Jérémie has around 63,000 followers on TikTok. He said he declined the €2,000 offered to him as it went against his principles.

Youtuber Léo Grasset, known as 'DirtyBiology', received a similar message on May 24. He tweeted: “This is strange. I got offered a partnership that consists of destroying the Pfizer vaccine in a video. Huge budget, and a client that wants to stay anonymous.”

Mr Grasset has 1.17 million subscribers on YouTube. He was asked to say that the Pfizer vaccine was responsible for over 1,000 deaths globally and that it was more dangerous than other vaccines, Le Monde reported.

The message also included instructions to claim that he had not been paid to make the video content and to say that “mainstream media was ignoring the subject”.

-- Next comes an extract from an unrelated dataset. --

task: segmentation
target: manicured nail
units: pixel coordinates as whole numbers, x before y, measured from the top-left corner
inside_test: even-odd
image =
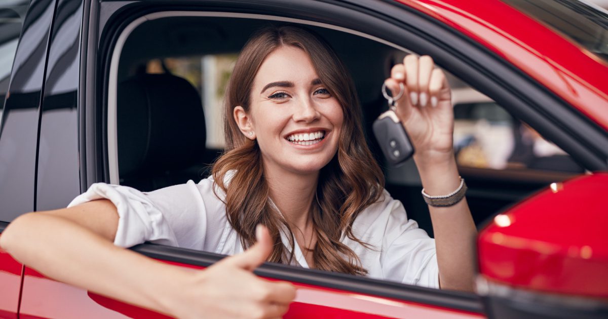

The French health ministry has said that it is “following the events closely” and has denounced the “obvious attempt to spread disinformation”.

No clear motive for the disinformation campaign has been identified.

The French press has speculated that it could be an attempt to raise the profile of the Russian SputnikV vaccine, and that documents sent to the influencers could have included some stolen from the European Medicines Agency or the AstraZeneca laboratories by hackers earlier this year.